For the hypermetrical eye, farsightedness) in the absence of accommodation voltage, converging rays are collected on the retina, i.e. the most vigorous viewpoint of such an eye is imaginary and lies behind the retina. In this case, the distance from the eye to a further point of view is equal to the distance from the posterior focus of the ophthalmic lens to its constructed image and the clinical refraction of the hypermetropic eye is directly proportional to the displacement of the moving component 3.

Thus, on a scale b, the clinical refraction of the eye is determined, i.e. type and strength of spectacle for correction of ametropia. To do this, install the movable component 3 in the position as close as possible to the test object 1, at which the patient sees the test object most clearly. When moving mobile component 3 in the negative direction (i.e., in the direction from test object 1), the patient will also see the test object sharply, since physical refraction of the eye will increase due to the voltage of accommodation and compensate for the divergence of the rays created by the device. The limiting position of the movable component 3, which is as close to the eye as possible, at which the eye can still see the test object 1 abruptly, determines the position of the nearest point of view. It can be recorded on a scale of 5 longitudinal movement in diopters.

For an astigmatic eye, it is characteristic that the patient sees the test object differently sharply in all directions. In this case, it is necessary to install the movable component 3 in such a position as close as possible to the test object 1, in which the patient sees rather sharp rays of the test object going in one of the directions. The position of the rolling component 3, measured on a scale of 6 longitudinal displacement (in diopters), characterizes the clinical refraction of the eye in one of its main meridians.

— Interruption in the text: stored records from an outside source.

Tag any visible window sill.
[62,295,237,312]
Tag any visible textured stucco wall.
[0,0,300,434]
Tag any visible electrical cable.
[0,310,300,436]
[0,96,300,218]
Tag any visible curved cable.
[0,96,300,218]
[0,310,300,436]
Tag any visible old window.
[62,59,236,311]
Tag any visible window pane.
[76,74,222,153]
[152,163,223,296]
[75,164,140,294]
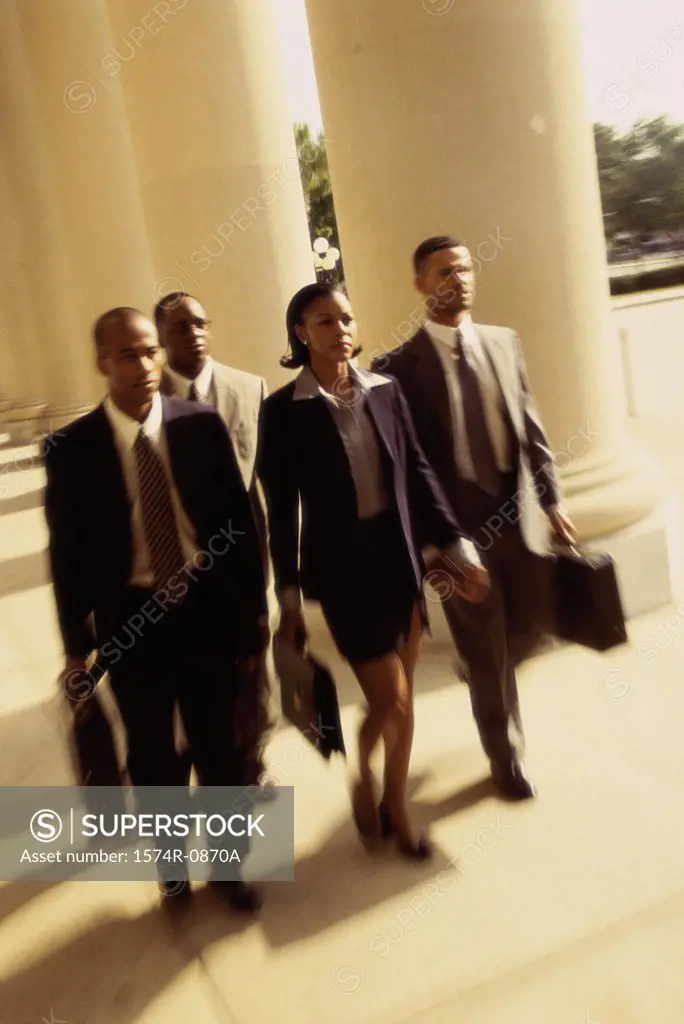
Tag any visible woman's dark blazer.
[258,375,471,602]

The direction of this meridian is determined as follows.

Claims (2)

Not displacing the movable component 3 install the rotary disk 5 with the scale in such a position where its direction coincides with the direction of the rays seen by the patient most sharply. At the same time, the readout in degrees taken from the circular scale of the disk 5 determines the position of the main merylnan on the astigmatic eye in the TLVO system. Similarly, clinical refraction is determined in the second main channel of the astigmatic eye 1, its direction (it should be perpendicular to the first one). The offered refractormeter is applied; Nen on 20 patients. It was found that the refractometer provides an increase in the accuracy of determining clinical refraction. When determining the ametropia of the eye, the accuracy is 25% higher than the known refractometer and is 0.2 dioprene, when determining the parameters of the astigmatic eye with the proposed refractometer, the accuracy of determining clinical refraction Mary dianes is 0.2 diopters, which is 2.5 times higher than the known refractometer. The proposed refractometer allows measuring the amount of accommodation of the astigmatism of the eye, i.e. diagnose presbyopia, determine its degree and, ultimately, determine the optical power of the spectacle glass. Claim 1. Refractometer containing a test object and an optical system, which is designed to improve the accuracy of determining clinical refraction, the amount of accommodation of astigmatism, the optical system consists of a collimator lens, a movable optical component and a lens located on the axis, The test object is located on the optical axis of the lens in its front focal plane, and the movable optical component is associated with a scale graduated in diopters and parallel to the optical field. s, with the minimum angular size of the test object in the image space of the optical system being from 5 to 20 s. 2, a refractometer according to claim 1, characterized in that, in order to determine the direction of the main meridians of the astigmatic eye, a rotary dial with a scale is installed in the plane of the test object. Sources of information taken into account in the examination 1.Volkov V.V. and other Clinical vis-and refractometry. M., Medicine, 1976, p. 142-150. 2. Authors certificate of the USSR W 121527, cl. A 61 B 3/02, 1959.